Where storage failed to jar

May 31, 1996

Anna Vari describes how a power plant in Hungary managed to soothe local fears over the storage of nuclear waste

Until recently, spent fuel generated by the Paks nuclear power plant in Hungary has been sent via the Ukraine to Russia. In the past few years, however, protests in those countries have made exporting the waste increasingly problematic. Anticipating further difficulties, the power plant decided in 1992 to establish an on-site retrievable spent fuel storage facility.

Seven applications for the design of the facility were reviewed and GEC-Alsthom, a British company, was selected. Before applying for land use and construction permits for the power station officials began negotiations in 1992 with the local governments of surrounding communities about the possibility of independent monitoring and financial support. As a result, the Association for Public Inspection and Information (APII) was created to represent the interests of the communities involved. Under its auspices, background radiation and the radioactivity of ground water were measured and the results published regularly in local newspapers. Monitoring expenses were covered by the power plant.

The APII played a significant role in increasing the trust between local residents and the power station. It was against this background that the information campaign associated with the siting of the storage facility started in 1993. The campaign included the distribution of printed materials (brochures, pamphlets), a film broadcast on local and national television, national press conferences, public meetings, exhibitions, quiz contests, and a visit to the Wylfa nuclear power station's storage facility in North Wales.

Negotiations between the APII and the power station resulted in an agreement on financial compensation - 10 per cent of total investment costs were to be awarded to the communities affected.

Despite all this, many local residents remained concerned. Opponents of the facility formed the Association for a Sarcophagus-Free Future. In 1994 it organised protest meetings, demanding a significant reduction in electricity prices as a compensation for the risks of the power station. The association collected enough signatures for a local referendum, but it fell foul of a Hungarian law prohibiting the referendum because it fell too close to a general election.

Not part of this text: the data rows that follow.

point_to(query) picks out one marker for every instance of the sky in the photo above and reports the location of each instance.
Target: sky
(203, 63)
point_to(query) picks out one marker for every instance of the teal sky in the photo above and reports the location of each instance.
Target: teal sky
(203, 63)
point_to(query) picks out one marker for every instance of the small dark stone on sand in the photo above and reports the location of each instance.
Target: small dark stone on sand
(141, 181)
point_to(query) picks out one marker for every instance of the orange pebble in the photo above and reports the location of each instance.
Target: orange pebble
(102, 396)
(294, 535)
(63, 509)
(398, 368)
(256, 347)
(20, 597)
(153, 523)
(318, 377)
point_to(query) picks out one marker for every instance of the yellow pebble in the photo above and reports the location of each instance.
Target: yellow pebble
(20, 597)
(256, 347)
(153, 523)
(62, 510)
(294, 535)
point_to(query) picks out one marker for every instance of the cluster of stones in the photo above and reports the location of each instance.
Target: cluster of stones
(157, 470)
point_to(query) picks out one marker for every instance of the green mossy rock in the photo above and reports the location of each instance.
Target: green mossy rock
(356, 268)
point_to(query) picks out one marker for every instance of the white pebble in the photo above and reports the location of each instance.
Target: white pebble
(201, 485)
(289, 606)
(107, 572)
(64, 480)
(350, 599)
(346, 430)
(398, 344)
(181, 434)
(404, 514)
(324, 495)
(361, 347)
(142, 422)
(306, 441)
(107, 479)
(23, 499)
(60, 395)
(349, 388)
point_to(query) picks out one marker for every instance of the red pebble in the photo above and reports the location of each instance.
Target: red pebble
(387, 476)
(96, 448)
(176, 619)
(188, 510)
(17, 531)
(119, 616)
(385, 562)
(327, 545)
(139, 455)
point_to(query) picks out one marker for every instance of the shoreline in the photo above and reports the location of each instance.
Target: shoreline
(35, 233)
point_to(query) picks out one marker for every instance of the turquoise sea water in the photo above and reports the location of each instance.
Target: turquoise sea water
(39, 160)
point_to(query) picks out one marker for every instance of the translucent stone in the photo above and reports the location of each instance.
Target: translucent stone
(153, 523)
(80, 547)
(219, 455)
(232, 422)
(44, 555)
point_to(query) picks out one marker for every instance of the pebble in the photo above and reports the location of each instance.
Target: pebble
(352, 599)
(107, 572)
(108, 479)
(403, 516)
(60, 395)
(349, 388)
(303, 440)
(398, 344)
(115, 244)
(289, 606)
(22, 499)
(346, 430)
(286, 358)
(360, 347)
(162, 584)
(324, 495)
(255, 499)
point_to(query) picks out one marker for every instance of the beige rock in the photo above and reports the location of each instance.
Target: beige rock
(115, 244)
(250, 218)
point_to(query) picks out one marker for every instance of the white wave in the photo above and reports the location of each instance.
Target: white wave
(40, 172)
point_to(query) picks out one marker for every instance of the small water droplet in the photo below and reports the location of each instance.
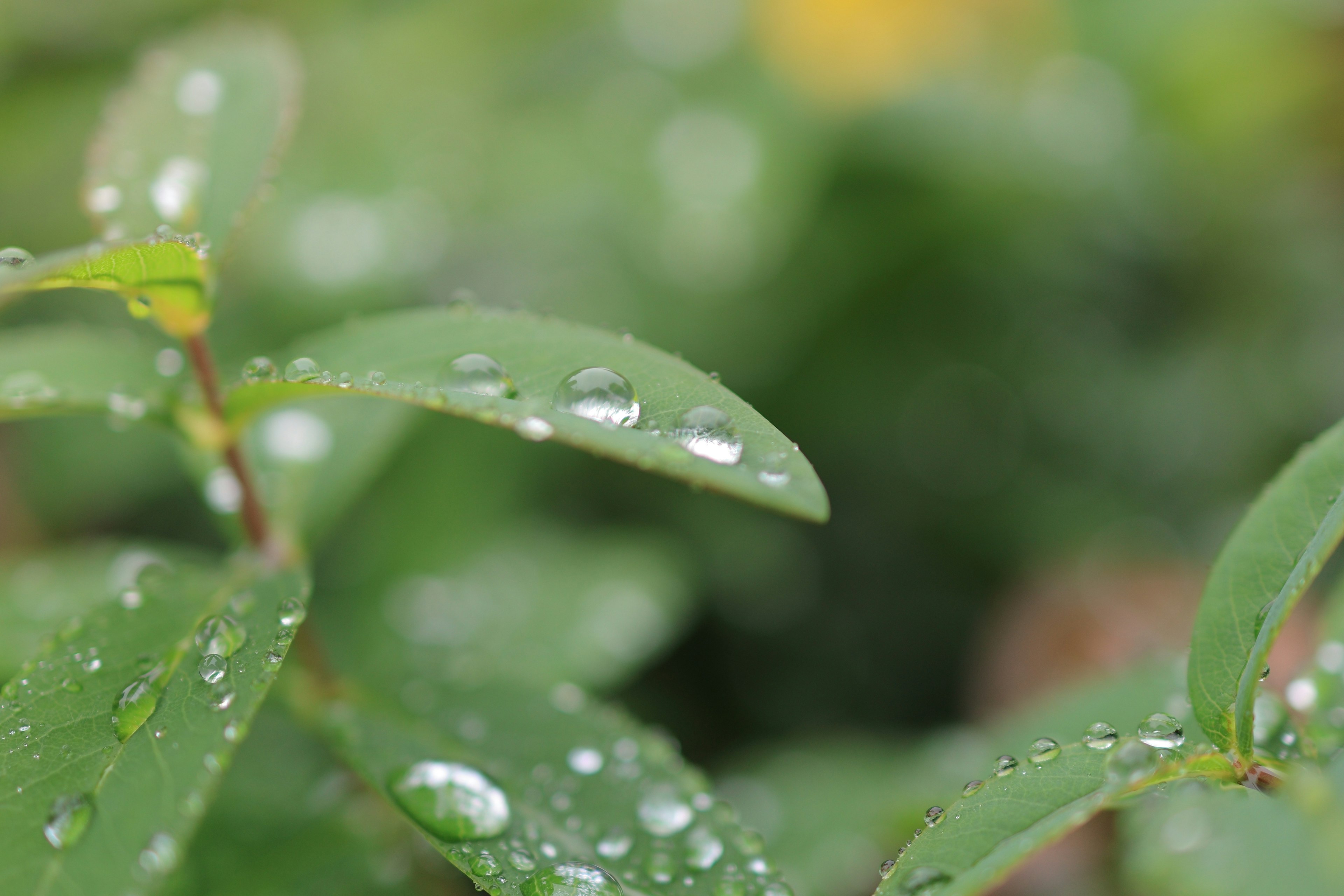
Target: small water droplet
(1100, 735)
(452, 801)
(1042, 750)
(572, 879)
(68, 821)
(598, 394)
(213, 668)
(1162, 731)
(303, 370)
(260, 370)
(663, 812)
(222, 636)
(15, 257)
(707, 432)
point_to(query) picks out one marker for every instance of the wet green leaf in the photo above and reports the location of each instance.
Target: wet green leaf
(160, 279)
(1264, 569)
(510, 784)
(195, 135)
(412, 350)
(979, 839)
(140, 792)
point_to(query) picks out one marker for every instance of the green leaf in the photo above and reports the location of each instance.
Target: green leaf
(140, 784)
(195, 135)
(979, 839)
(414, 347)
(1264, 569)
(164, 279)
(565, 781)
(76, 370)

As a response to the vehement protests, the power station stepped up its information campaign and agreed to pay 130 million forints (approximately $1 million) to the Paks municipal government for public information purposes. The Association for a Sarcophagus-Free Future was unable to compete financially or politically with such resources. And mass support for the association eroded as soon as it became clear that it could not get electricity prices reduced.

In June 1994, Gallup carried out an opinion poll in Paks for the local government. Of 300 people asked, 56 per cent were willing to accept the facility, 39 per cent were not, and 5 per cent did not answer. In the autumn, the Paks municipal government issued a land use permit and in 1995 the power plant was issued with a licence by the National Office for Atomic Energy.

What were the main factors which might explain this successful siting? First of all, the power plant conducted a very effective public information campaign. By making provisions for independent monitoring, public control, and financial compensation, the company succeeded in establishing a positive image of itself. On the other hand, half the families of Paks included at least one member who was employed by or had some other connection with the power station. Since the failure of resolving the problem of spent fuel could have led to closure of the plant, it is not surprising that a majority of the population was supportive of the storage facility. Given the very significant tax returns, the Paks municipal government was also interested in maintaining the operation. Finally, the environmental group fighting nuclear activities lacked sufficient resources to mount a successful challenge.

Anna Vari is at the Hungarian Academy of Sciences.